Back then, “there was not the ability to directly drill wells, and the shale industry and directional drilling that spawned that industry has really made a difference now that you can drill and steer horizontal or sub-horizontal wells,” McLennan said. “The hydraulic fracturing technology is almost identical to what was used in the 1980s on some of these geothermal wells. But the drilling, the isolation technologies and the surveillance technologies have made a difference. This is why I think it’ll [geothermal] take off this time.”

Forging bonds

 “What the federal government has provided through FORGE is a platform to test out some of these new technologies and to enthuse vendors such as [RESMAN], entrepreneurs and investors to consider geothermal as something of having real viability, and I think [geothermal’s] getting there,” McLennan said.

It can sometimes be challenging to pioneer new technologies or applications in a commercial environment, especially where operators are also trying to pilot, innovate and explore new things, added Scott LaVoie, chief commercial officer for RESMAN.

“We have to be able to prove that we can bring value and we can deliver results and … FORGE is willing to give us a chance to do that,” LaVoie told Hart. “And then also you get to publish your results,” have honest conversations and share in the industry’s success. That is not something everyone is willing to do as they enter the market.

RESMAN used its chemical tracers, which essentially behave like the target fluid, to gain subsurface data during Utah FORGE’s testing in April. The tracers are uniquely identifiable. LaVoie compared it to an Apple airtag.

“We’re able to trace that water or uniquely tag that water and physically understand the mass transport of how that water is moving into the reservoir between the injector and the producer,” he explained. “And in doing that, you can then optimize your injection, your overall reservoir pattern” and improve reservoir knowledge to help uncover efficiencies. It also helps inform the connected surface area, “which is a big deal because the more surface area you have, the more water is going to be exposed directly to the reservoir heat.”

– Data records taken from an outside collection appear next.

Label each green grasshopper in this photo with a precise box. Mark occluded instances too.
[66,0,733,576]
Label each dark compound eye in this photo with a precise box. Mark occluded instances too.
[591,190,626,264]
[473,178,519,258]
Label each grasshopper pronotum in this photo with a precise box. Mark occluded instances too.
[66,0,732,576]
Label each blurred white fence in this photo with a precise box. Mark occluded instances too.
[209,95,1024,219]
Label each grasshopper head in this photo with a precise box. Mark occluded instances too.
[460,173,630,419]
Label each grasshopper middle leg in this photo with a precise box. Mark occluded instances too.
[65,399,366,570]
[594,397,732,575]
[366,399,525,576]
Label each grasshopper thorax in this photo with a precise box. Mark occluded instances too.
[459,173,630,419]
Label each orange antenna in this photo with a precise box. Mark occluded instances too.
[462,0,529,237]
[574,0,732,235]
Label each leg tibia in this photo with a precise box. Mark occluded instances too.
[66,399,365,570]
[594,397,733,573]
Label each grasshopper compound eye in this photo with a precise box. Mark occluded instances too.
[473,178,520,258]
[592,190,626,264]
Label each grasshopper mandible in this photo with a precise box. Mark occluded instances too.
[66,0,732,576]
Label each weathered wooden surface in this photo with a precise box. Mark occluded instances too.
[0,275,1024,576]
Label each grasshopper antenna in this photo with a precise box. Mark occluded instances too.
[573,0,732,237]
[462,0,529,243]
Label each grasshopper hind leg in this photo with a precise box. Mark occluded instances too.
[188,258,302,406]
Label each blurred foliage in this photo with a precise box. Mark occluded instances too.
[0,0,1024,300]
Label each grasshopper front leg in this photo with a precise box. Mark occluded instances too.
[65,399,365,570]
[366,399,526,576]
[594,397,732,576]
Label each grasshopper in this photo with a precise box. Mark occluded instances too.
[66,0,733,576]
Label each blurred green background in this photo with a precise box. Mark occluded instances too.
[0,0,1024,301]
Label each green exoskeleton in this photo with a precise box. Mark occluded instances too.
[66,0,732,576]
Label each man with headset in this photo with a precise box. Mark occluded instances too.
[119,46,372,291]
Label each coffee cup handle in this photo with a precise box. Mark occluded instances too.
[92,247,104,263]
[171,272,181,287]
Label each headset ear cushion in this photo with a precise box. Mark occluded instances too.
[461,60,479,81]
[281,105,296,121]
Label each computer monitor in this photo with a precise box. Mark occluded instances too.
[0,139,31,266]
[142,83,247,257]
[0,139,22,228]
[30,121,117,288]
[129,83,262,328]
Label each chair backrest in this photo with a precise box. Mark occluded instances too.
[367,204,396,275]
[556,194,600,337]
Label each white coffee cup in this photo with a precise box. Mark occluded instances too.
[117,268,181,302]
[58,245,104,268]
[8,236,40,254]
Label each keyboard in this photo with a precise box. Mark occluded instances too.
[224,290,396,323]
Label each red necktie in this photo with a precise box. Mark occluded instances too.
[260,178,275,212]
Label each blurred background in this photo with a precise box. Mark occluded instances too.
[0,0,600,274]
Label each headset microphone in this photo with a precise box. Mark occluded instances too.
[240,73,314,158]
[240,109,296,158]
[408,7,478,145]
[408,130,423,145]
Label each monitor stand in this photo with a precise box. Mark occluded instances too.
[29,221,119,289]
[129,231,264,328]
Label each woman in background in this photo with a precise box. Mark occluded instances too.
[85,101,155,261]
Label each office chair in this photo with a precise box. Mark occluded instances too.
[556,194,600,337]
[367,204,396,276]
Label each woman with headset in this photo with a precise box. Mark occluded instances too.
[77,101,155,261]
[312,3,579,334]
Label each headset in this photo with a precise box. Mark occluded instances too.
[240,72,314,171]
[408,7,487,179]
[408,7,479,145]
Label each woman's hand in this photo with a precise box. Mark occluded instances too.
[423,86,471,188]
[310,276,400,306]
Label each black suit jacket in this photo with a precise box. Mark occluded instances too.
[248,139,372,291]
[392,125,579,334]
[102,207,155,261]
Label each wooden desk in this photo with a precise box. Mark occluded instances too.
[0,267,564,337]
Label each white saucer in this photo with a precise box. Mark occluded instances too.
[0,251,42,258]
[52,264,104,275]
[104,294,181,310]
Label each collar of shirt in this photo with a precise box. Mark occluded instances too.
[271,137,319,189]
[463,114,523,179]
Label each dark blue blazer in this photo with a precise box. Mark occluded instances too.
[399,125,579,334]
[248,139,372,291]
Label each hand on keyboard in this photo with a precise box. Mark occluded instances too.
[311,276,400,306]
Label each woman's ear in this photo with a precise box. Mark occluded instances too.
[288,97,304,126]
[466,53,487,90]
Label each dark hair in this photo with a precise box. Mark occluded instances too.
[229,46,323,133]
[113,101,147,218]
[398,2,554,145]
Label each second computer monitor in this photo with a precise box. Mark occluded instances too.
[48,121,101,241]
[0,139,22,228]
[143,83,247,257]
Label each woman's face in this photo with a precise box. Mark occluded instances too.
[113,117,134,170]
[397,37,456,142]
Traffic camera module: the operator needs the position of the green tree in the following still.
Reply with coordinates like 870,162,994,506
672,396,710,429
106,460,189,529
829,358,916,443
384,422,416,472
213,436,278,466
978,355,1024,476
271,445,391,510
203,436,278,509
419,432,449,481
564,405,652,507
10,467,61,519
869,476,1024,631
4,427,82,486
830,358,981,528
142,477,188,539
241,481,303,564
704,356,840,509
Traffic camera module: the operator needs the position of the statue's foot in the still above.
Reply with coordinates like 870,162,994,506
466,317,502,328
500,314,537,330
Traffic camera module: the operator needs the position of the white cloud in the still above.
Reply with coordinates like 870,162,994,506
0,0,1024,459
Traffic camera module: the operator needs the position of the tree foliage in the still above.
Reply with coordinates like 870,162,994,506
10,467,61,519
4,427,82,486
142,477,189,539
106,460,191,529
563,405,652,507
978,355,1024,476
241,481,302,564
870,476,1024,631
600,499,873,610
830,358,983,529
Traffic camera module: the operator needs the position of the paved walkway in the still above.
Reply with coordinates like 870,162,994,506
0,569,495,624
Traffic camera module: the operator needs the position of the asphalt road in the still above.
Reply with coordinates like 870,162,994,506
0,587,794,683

McLennan added the team wanted to look for fractures that take in the fluids, so a distinct tracer was used in each frac stage. “You want each fracture system to take fluid equally because if all of the fluid tends to go into one fracture system, then you’re going to have thermal depletion …. [and] cool down the reservoir.”

Over two weeks in April, commercial-scale stimulation was conducted on both wells to develop interwell connectivity. The production well was hydraulically fractured in eight stages with multiple tracers used. In all, the experiment used approximately 118,000 bbl of water.

Test results, released in late May, revealed connectivity was established, and hot water was produced during a circulation test following stimulation. Utah FORGE said temperature of the outflow water increased to about 282 F.

Looking ahead

The testing marked the first use of RESMAN tracers for EGS.

RESMAN is considering using its tracer technology for conventional geothermal as well, LaVoie said. It already has employed CO2 tracers as well as tracers used by the oil and gas sector.

“We have eight CO2 projects now that we’ve done all around the world and continue to talk to lots of the projects as they start to develop,” LaVoie said.

Utah FORGE is gearing up to renew its contract with the Energy Department, aiming for its next phase. Not knowing what future contractual obligations may hold, McLennan presumes more drilling may be forthcoming.

“I suspect that there’ll be a new well, drilled hotter and deeper, because temperature is everything in geothermal,” McLennan said. “The higher the temperature, the more efficient your heat production. The well that we stimulated still has half of its real estate available for additional fracs, and so we’ll carry out additional fracs.”

Hopes are that the learnings from the previous drilling campaign will be used to optimize future cluster spacing, injection and other protocols.